Add a user id to the collector end point (was record ip/browser agent)

[danmarsden]

• When we send the headers we are not yet logged in so we'll send generic ones
• later in the bootstrap, when we are logged in, lets see if we can overwrite the headers. If we can replace the csp report uri with a collector.php?user=xxx
• when that is present then a violation comes in then record it too. If it is not then we can fall back to some other method like ip or user agent.
• recording the user / ip / US against each record will make this a combinatoric explosion in the amount of data we would collect, so not sure if we stash this behind a setting, or just wear it

Original:

It would be really nice if the csp logs also recorded the ip and browser agent strings..

[brendanheywood]

By design we didn't want to collect a ton of data, it's just updating counts of errors so you can see whats the most important stuff to fix first. If we record ips and agents then this feels more like just dumping that into the normal moodle log, or maybe into a special log file or std error with a fixed prefix so can be easily filtered?

[danmarsden]

we've noticed some strange behaviour related to a specific user (probably browser hacked) - it would be nice to have a way to identify this a bit better and match it to the specific user that triggered the event by looking at the csp logs. (and matching against ip/browser agent)

[brendanheywood]

I'm gonna close this. This feels weird to be related to the csp plugin. If it's still an issue please dump some data or more context so I can get a handle on why we'd want this

[danmarsden]

the csp report was showing some extremely suspicious Javascript that was being included in a page that violated the CSP report policy - obviously malicious JS that was being included by a users browser - Turned out the users browser had been hacked but tracking the specific user down was difficult because all CSP reports was the url accessed, if more information was recorded at the time of the report it would have made it much easier to idenify the user so that IT support could make contact and arrange for password resets of all their logins/virus checker installed etc...

[brendanheywood]

That makes sense. You tracked it down via the access log then?

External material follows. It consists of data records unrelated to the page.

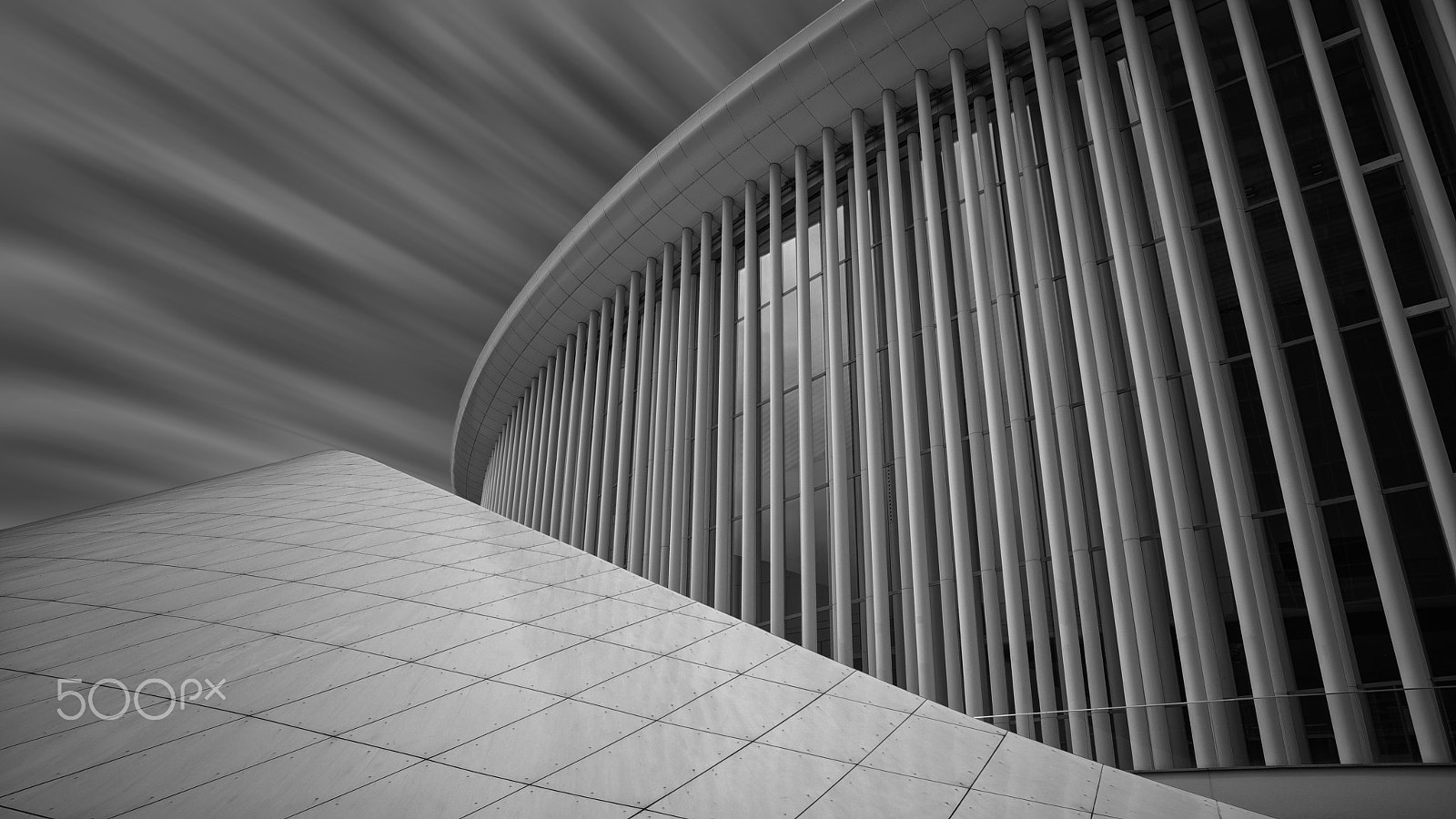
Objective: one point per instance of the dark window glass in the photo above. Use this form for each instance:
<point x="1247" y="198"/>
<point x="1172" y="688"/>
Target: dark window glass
<point x="1280" y="274"/>
<point x="1359" y="99"/>
<point x="1351" y="555"/>
<point x="1317" y="417"/>
<point x="1249" y="146"/>
<point x="1402" y="238"/>
<point x="1332" y="18"/>
<point x="1340" y="254"/>
<point x="1392" y="442"/>
<point x="1196" y="165"/>
<point x="1225" y="293"/>
<point x="1410" y="33"/>
<point x="1219" y="43"/>
<point x="1256" y="436"/>
<point x="1436" y="347"/>
<point x="1423" y="548"/>
<point x="1168" y="62"/>
<point x="1299" y="114"/>
<point x="1276" y="26"/>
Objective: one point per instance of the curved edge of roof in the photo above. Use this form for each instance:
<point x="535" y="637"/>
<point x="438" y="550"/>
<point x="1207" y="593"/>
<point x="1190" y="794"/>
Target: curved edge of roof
<point x="815" y="79"/>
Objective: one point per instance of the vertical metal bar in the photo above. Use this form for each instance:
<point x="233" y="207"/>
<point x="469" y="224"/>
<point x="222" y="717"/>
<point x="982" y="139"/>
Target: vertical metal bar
<point x="1310" y="548"/>
<point x="776" y="569"/>
<point x="662" y="417"/>
<point x="946" y="535"/>
<point x="611" y="417"/>
<point x="682" y="426"/>
<point x="804" y="360"/>
<point x="703" y="411"/>
<point x="727" y="383"/>
<point x="621" y="521"/>
<point x="579" y="499"/>
<point x="642" y="428"/>
<point x="749" y="591"/>
<point x="836" y="410"/>
<point x="592" y="537"/>
<point x="866" y="353"/>
<point x="995" y="700"/>
<point x="915" y="506"/>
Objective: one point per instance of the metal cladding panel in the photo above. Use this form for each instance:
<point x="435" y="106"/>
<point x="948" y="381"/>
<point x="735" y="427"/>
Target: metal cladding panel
<point x="392" y="649"/>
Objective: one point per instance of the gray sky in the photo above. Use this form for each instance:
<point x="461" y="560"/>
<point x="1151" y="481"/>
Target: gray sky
<point x="233" y="232"/>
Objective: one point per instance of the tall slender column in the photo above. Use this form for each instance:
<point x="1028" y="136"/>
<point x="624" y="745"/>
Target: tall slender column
<point x="662" y="426"/>
<point x="621" y="523"/>
<point x="553" y="410"/>
<point x="682" y="428"/>
<point x="568" y="453"/>
<point x="727" y="383"/>
<point x="612" y="424"/>
<point x="592" y="538"/>
<point x="1002" y="460"/>
<point x="1426" y="177"/>
<point x="1136" y="649"/>
<point x="837" y="410"/>
<point x="804" y="360"/>
<point x="995" y="700"/>
<point x="749" y="592"/>
<point x="703" y="405"/>
<point x="946" y="538"/>
<point x="915" y="508"/>
<point x="1373" y="515"/>
<point x="1312" y="554"/>
<point x="642" y="426"/>
<point x="1416" y="149"/>
<point x="906" y="636"/>
<point x="866" y="351"/>
<point x="529" y="465"/>
<point x="1043" y="341"/>
<point x="776" y="569"/>
<point x="579" y="499"/>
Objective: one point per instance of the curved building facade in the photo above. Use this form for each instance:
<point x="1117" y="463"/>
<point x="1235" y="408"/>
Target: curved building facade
<point x="1085" y="369"/>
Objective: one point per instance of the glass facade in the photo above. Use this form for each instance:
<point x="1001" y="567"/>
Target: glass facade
<point x="1108" y="392"/>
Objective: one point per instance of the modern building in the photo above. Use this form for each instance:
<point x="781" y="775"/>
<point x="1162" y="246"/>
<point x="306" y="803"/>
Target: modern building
<point x="1084" y="369"/>
<point x="364" y="644"/>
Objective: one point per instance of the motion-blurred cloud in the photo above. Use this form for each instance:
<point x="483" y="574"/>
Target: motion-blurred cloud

Also was that in report mode or in the real mode? Once we have settled on a policy and are enforcing it we could treat this more as a thing which alerts or collects data. I'm just worried about crazy amounts of data when you first turn this on, as a typical page could have 10 reports on it, multiplied by every page multiplied by every user.

[danmarsden]

only showed in report mode - in real mode you don't get the report at all, because the browser just blocks it.

Was a real pain to track down because the site was under heavy use, and lots of people were hitting the same pages/courses - we had to analyse the list of pages and then try and compare it against the current active users to find a similar pattern of access.

[brendanheywood]

I've softened up on this front so I'll reopen this. I've just come across the exact same scenario and now I can see properly how this is inadequate.

I think when you start out and still don't have a good policy in place you'll be spammed a lot and I don't want to record everything so I'm thinking about either putting this behind a setting so that it only records when you have a good policy in place and you only have a very small report of violations.

I think we can actually instrument this in a way to directly collect the user by adding a user id of some sort into the collection uri in the header

[brendanheywood]

@danmarsden I've just pushed a micro change 10c52a6 which should get us most of the way. Strictly I'm not recording the uid for the user but I just tacking it onto the collector endpoint. I'm not doing anything with it after that but this does let us easy trace these back through via the normal access logs. There will still be some more matching up of things to fully link it, but this is about as good as we can get generically without a crazy performance hit.

[brendanheywood]

Just adding some more thoughts here. In #40 we want to give out finer grained reports to course managers so they can see and fix their own content. However we also want to clearly distinguish between content level violations which need to be fixed by the manager vs violations caused by browser plugins or other issues. These latter tend to be specific to individuals. If we collect data for everyone then we get this massive log explosion, so I'm thinking of a hybrid:

1. we keep it as a single db record for each class of violation
2. we have a small field which records a list of affected userids, could be comma sep and contain no more than say 5 ids
3. if we collect more than 5 we just ignore it
4. if a report has < 5 ids then we can assume that this is an issue related to a plugin rather than the content

It's not perfect but feels like the right balance of performance and removing noise from the reports. These violations will still be visible to admins and we could also expose them to the course managers too via some warnings around how to interpret them properly.